Deixando de lado os paradoxos, pode-se concordar ou não com as listas dos fatores essenciais à felicidade, que se repetem nas pesquisas. É lícito suspeitar, por exemplo, que as pessoas não foram sinceras, ao relegar o dinheiro ao último lugar. Ou notar a ausência de elementos significativos como o lazer, as diversões, a segurança, que hoje em dia, e não só no Brasil, tendem a ocupar posição central. Outra omissão sensível é a satisfação do impulso, que, para Hegel, constituía o motor da história: a busca do reconhecimento e aprovação dos outros, do aplauso e do elogio de nossos semelhantes. Os religiosos lembrarão da sede de Deus e da frase de santo Agostinho: criado para Deus, só nele o homem encontrará repouso. Nessa mesma linha, as bem-aventuranças evangélicas invertem a lógica de cabeça para baixo: abençoados, felizes, serão os mansos, os puros, os pacíficos, os pobres, os que sofrem fome, sede, perseguição por amor à justiça. Nos "Fioretti", são Francisco, sempre mais perto do Evangelho, ensina a frei Egídio, o "cordeirinho de Deus", qual é a perfeita alegria: é ser vilipendiado, rejeitado, espancado pelos seus, atirado à neve, com fome e frio. Gautama, o Buda, vai mais longe: como a velhice, a dor, a doença e a morte são inevitáveis, o melhor é buscar o nirvana, a extinção, o apagar de todo desejo e da consciência individual.

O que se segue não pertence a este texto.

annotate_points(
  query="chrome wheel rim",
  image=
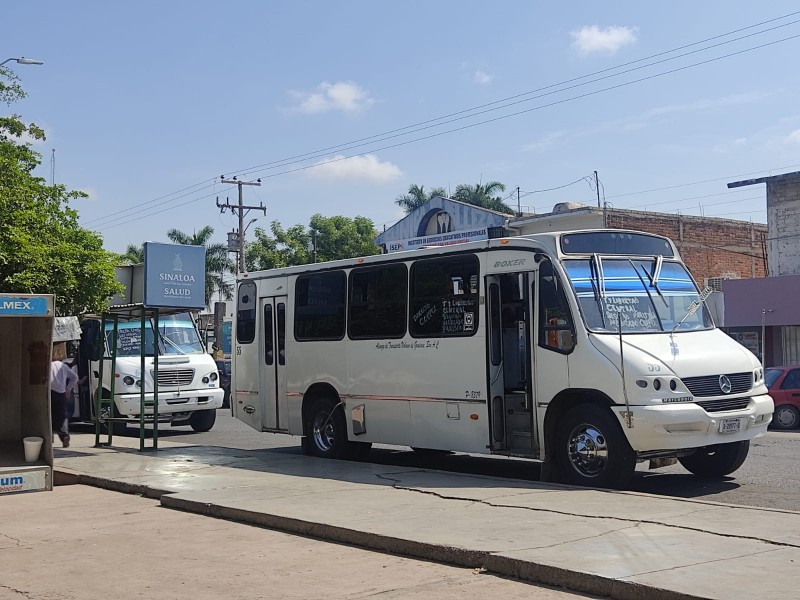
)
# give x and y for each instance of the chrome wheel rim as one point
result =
(587, 450)
(324, 434)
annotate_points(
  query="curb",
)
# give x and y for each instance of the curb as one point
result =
(474, 559)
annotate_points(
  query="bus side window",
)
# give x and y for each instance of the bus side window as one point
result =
(246, 313)
(556, 331)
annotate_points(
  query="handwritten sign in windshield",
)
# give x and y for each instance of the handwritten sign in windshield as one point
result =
(631, 312)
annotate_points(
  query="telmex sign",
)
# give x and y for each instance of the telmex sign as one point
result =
(174, 275)
(440, 239)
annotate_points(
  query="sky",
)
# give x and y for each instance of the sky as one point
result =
(338, 107)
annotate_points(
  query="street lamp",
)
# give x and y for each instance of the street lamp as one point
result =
(764, 312)
(23, 61)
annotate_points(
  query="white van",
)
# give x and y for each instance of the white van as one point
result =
(188, 381)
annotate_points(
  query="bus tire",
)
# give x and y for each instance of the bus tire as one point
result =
(325, 430)
(203, 420)
(591, 449)
(716, 461)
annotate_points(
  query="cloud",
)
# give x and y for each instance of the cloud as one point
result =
(357, 168)
(590, 39)
(346, 96)
(90, 191)
(544, 142)
(482, 78)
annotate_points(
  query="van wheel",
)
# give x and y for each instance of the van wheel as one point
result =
(325, 430)
(716, 461)
(203, 420)
(591, 449)
(786, 417)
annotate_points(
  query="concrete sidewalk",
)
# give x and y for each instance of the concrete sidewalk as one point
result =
(616, 544)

Como se vê dessa amostra incompleta, felicidade é tema complexo demais para caber numa pobre coluna de jornal. Contudo uma conclusão se impõe: não é algo que possa ser garantido aos homens por nenhum Estado ou movimento político, ao contrário do que julgava Saint-Just. No máximo, caberia ao Estado assegurar a procura da felicidade, conforme fez, em 1776, a Declaração da Independência americana, pela primeira vez transformando a idéia da felicidade em objetivo político. Em outras palavras, corresponde ao governo criar as condições para que as pessoas tenham acesso a alguns dos elementos da ventura _saúde, liberdade, justiça, trabalho e segurança_, deixando o resto à conta da capacidade de cada um ser feliz.

Denunciando os movimentos messiânicos empenhados em estabelecer na Terra a felicidade perfeita e para isso dispostos a sacrificar milhões de indivíduos, o populista russo Alexander Herzen afirmava, após o fracasso das revoluções de 1848, que toda meta infinitamente remota não era uma meta, mas um engodo. As metas deveriam estar mais próximas, ao alcance das mãos. E citava como exemplos o salário do operário ou o prazer no trabalho realizado.

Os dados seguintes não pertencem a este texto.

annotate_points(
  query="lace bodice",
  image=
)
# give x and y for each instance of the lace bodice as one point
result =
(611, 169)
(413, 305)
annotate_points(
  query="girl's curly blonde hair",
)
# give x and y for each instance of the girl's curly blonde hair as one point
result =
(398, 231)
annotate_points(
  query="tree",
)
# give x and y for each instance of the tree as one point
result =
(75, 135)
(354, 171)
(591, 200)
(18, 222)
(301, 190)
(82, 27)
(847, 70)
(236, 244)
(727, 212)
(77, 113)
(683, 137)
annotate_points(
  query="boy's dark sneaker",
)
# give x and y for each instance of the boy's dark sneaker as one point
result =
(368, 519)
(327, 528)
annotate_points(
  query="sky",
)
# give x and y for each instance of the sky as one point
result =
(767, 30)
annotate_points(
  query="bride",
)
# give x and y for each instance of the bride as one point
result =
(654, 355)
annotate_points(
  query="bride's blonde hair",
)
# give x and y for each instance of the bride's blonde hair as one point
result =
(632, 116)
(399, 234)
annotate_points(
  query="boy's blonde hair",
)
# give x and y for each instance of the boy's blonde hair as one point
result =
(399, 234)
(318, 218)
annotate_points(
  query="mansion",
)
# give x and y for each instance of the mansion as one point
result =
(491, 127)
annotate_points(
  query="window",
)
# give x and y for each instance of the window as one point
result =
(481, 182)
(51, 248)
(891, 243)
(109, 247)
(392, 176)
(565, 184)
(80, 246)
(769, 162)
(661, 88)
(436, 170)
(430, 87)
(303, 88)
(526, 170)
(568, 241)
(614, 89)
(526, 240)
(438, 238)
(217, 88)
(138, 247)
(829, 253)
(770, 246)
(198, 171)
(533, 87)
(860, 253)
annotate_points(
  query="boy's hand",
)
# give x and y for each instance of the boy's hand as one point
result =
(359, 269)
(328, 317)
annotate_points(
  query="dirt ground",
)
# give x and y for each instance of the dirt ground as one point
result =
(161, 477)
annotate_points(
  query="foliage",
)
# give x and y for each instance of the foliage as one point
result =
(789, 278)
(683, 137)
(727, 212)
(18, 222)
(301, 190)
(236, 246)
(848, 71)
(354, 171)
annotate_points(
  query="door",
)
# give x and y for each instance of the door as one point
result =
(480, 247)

Não soa exagerado, nem ambicioso demais. No entanto, 150 anos depois, estamos com 180 milhões de desempregados no mundo. Os "working poors", isto é, os que trabalham oito horas diárias mas ganham menos de US$ 1 por dia são 550 milhões. Não preciso lembrar que o desemprego em São Paulo e no Brasil nunca foi maior, ultrapassando o de países europeus como a Espanha, a França, a Itália, paradigmas do desemprego de massa. Se pudéssemos calcular fator mais intangível como a satisfação no trabalho, a cifra seria provavelmente astronômica, confirmando o dito de Thoreau, de que a maioria das pessoas vive vida de calado desespero. Será incuravelmente utópico, no início de novo ano, esperar que um dia possamos garantir a cada pessoa desejosa de trabalhar um emprego de salário adequado e condições dignas, não embrutecedoras? Será ingênuo ou inútil desejar a meus leitores ao menos essa felicidade modesta, humilde: a de um trabalho digno?